上面这个方法有点长,我给这个方法标注了数字,跟着数字标记去看。

  1. getInvocationStatSnapshots
public static List<InvocationStat> getInvocationStatSnapshots(List<InvocationStat> stats) {
    List<InvocationStat> snapshots = new ArrayList<InvocationStat>(stats.size());
    for (InvocationStat stat : stats) {
        //赋值一个InvocationStat出来
        InvocationStat snapshot = stat.snapshot();
        //如果被调用的次数小于0
        if (snapshot.getInvokeCount() <= 0) {
            if (stat.getUselessCycle().incrementAndGet() > 6) {
                // 6 个时间窗口无调用,删除统计
                InvocationStatFactory.removeInvocationStat(stat);
                InvocationStatDimension dimension = stat.getDimension();
                String appName = dimension.getAppName();
                if (LOGGER.isDebugEnabled(appName)) {
                    LOGGER.debugWithApp(appName, "Remove invocation stat : {}, {} because of useless cycle > 6",
                        dimension.getDimensionKey(), dimension.getProviderInfo());
                }
            }
        } else {
            //如果被调用了,那么就从新计数
            stat.getUselessCycle().set(0);
            snapshots.add(snapshot);
        }
    }
    return snapshots;
}

//ServiceExceptionInvocationStat#snapshot
public InvocationStat snapshot() {
    ServiceExceptionInvocationStat invocationStat = new ServiceExceptionInvocationStat(dimension);
    invocationStat.setInvokeCount(getInvokeCount());
    invocationStat.setExceptionCount(getExceptionCount());
    return invocationStat;
}

首先 这个方法里面首先是遍历所有的InvocationStat,然后调用snapshot创建一个新的InvocationStat实例。

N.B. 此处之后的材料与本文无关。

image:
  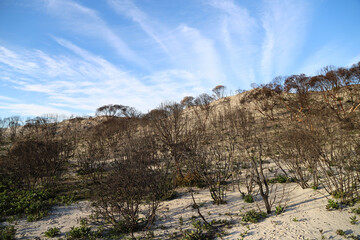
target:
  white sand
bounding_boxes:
[10,201,92,239]
[153,184,359,239]
[6,184,360,239]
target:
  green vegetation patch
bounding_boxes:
[0,178,78,222]
[0,225,16,240]
[241,210,267,223]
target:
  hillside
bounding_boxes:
[0,62,360,239]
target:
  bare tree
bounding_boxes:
[96,104,142,118]
[188,111,235,204]
[180,96,195,108]
[92,132,170,237]
[273,125,319,189]
[147,102,192,181]
[312,112,360,203]
[310,64,360,121]
[235,108,274,213]
[212,85,226,100]
[0,118,6,145]
[4,116,21,141]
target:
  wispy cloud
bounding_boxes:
[107,0,171,57]
[177,25,226,86]
[0,47,39,72]
[260,0,310,82]
[43,0,147,67]
[0,39,208,116]
[208,0,259,86]
[348,54,360,67]
[0,103,72,117]
[0,95,19,102]
[299,44,345,76]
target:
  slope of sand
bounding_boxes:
[6,183,360,239]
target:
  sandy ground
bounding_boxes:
[5,183,360,239]
[8,201,92,239]
[153,184,360,240]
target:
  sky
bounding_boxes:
[0,0,360,118]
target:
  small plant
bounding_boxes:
[243,194,254,203]
[268,175,290,184]
[311,184,318,190]
[348,234,359,240]
[239,228,249,239]
[0,225,16,240]
[93,225,104,238]
[350,215,358,225]
[181,229,207,240]
[44,227,60,238]
[319,229,325,240]
[336,229,345,236]
[6,216,16,224]
[332,190,345,199]
[66,224,91,239]
[161,190,178,201]
[27,211,47,222]
[351,207,360,215]
[241,210,267,223]
[191,201,206,209]
[276,175,288,183]
[145,230,155,239]
[326,199,340,210]
[275,205,285,215]
[179,216,184,226]
[292,217,298,222]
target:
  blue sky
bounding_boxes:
[0,0,360,117]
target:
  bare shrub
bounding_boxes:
[92,133,170,237]
[235,108,275,213]
[4,117,74,189]
[189,137,234,204]
[314,113,360,203]
[273,125,320,189]
[3,116,21,141]
[6,138,70,189]
[147,102,191,181]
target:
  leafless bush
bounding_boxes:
[6,138,71,189]
[3,116,21,141]
[92,133,170,237]
[234,108,275,213]
[313,114,360,203]
[189,139,234,204]
[225,107,256,196]
[147,102,192,181]
[0,118,6,145]
[273,126,320,189]
[4,117,74,189]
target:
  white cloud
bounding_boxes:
[107,0,226,89]
[260,0,310,82]
[208,0,259,87]
[0,103,72,117]
[0,47,39,72]
[108,0,171,57]
[0,39,212,116]
[0,95,19,102]
[299,44,344,76]
[347,54,360,67]
[43,0,147,67]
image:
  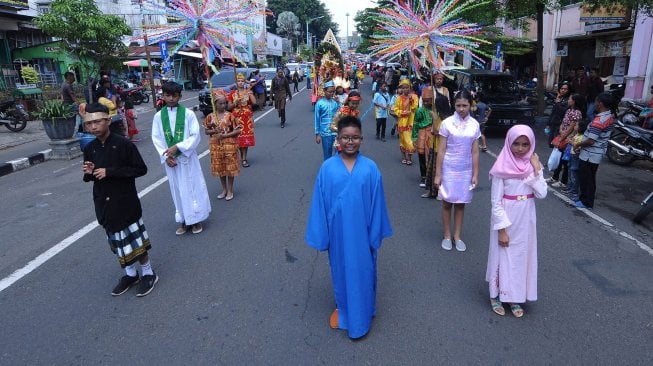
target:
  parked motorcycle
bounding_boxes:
[607,119,653,165]
[633,191,653,223]
[155,89,165,111]
[115,80,150,105]
[0,99,29,132]
[618,99,645,125]
[607,83,625,100]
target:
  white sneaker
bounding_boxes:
[552,181,567,188]
[455,239,467,252]
[419,182,426,188]
[441,238,452,251]
[545,177,557,184]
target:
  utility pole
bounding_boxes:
[140,0,157,109]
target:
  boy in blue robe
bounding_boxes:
[305,116,393,339]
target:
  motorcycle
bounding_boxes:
[115,80,150,105]
[633,191,653,223]
[607,119,653,165]
[0,99,29,132]
[618,99,645,125]
[155,89,165,111]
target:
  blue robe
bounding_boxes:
[305,153,393,339]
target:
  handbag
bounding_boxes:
[551,134,568,151]
[547,147,562,171]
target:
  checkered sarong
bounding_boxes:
[106,218,151,267]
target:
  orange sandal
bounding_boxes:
[329,309,339,329]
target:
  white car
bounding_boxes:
[259,67,278,101]
[285,63,304,80]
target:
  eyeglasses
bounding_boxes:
[338,136,363,143]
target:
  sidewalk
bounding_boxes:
[0,120,52,177]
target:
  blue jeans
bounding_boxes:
[567,154,580,200]
[320,135,335,161]
[587,102,595,122]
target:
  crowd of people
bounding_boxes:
[76,62,629,340]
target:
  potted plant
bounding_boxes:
[37,99,76,140]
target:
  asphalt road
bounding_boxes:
[0,82,651,365]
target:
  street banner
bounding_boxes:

其次 校验新的InvocationStat实例调用次数是不是小于等于0,如果是,说明没有在时间窗口内没有被调用过一次,那么就再看是不是在6 个时间窗口无调用,如果是,那么就删除统计数据

然后返回新的InvocationStat集合

  1. calculateAverageExceptionRate
private double calculateAverageExceptionRate(List<InvocationStat> invocationStats, long leastWindowCount) {
    long sumException = 0;
    long sumCall = 0;
    for (InvocationStat invocationStat : invocationStats) {

        long invocationLeastWindowCount = getInvocationLeastWindowCount(invocationStat,
            ProviderInfoWeightManager.getWeight(invocationStat.getDimension().getProviderInfo()),
            leastWindowCount);
        //统计所有的invocationStat被调用的次数,和异常次数
        if (invocationLeastWindowCount != -1
            && invocationStat.getInvokeCount() >= invocationLeastWindowCount) {
            sumException += invocationStat.getExceptionCount();
            sumCall += invocationStat.getInvokeCount();
        }
    }
    if (sumCall == 0) {
        return -1;
    }
    //计算异常比率
    return CalculateUtils.divide(sumException, sumCall);
}


private long getInvocationLeastWindowCount(InvocationStat invocationStat, Integer weight, long leastWindowCount) {
    //目标地址原始权重
    InvocationStatDimension statDimension = invocationStat.getDimension();
    Integer originWeight = statDimension.getOriginWeight();
    if (originWeight == 0) {
        LOGGER.errorWithApp(statDimension.getAppName(), "originWeight is 0,but is invoked. service["
                + statDimension.getService() + "];ip["
                + statDimension.getIp() + "].");
        return -1;
    } else if (weight == null) { //如果地址还未被调控过或者已经恢复。
        return leastWindowCount;
    } else if (weight == -1) { //如果地址被剔除
        return -1;
    }
    //这里主要是根据Invocation的实际权重计算该Invocation的实际最小窗口调用次数
    double rate = CalculateUtils.divide(weight, originWeight);
    long invocationLeastWindowCount = CalculateUtils.multiply(leastWindowCount, rate);
    return invocationLeastWindowCount < LEGAL_LEAST_WINDOW_COUNT ? LEGAL_LEAST_WINDOW_COUNT
            : invocationLeastWindowCount;
}

这个方法总的来说就是遍历所有的InvocationStat,然后求和说有的调用次数和异常次数,然后用(异常次数/调用次数)计算平均异常比率。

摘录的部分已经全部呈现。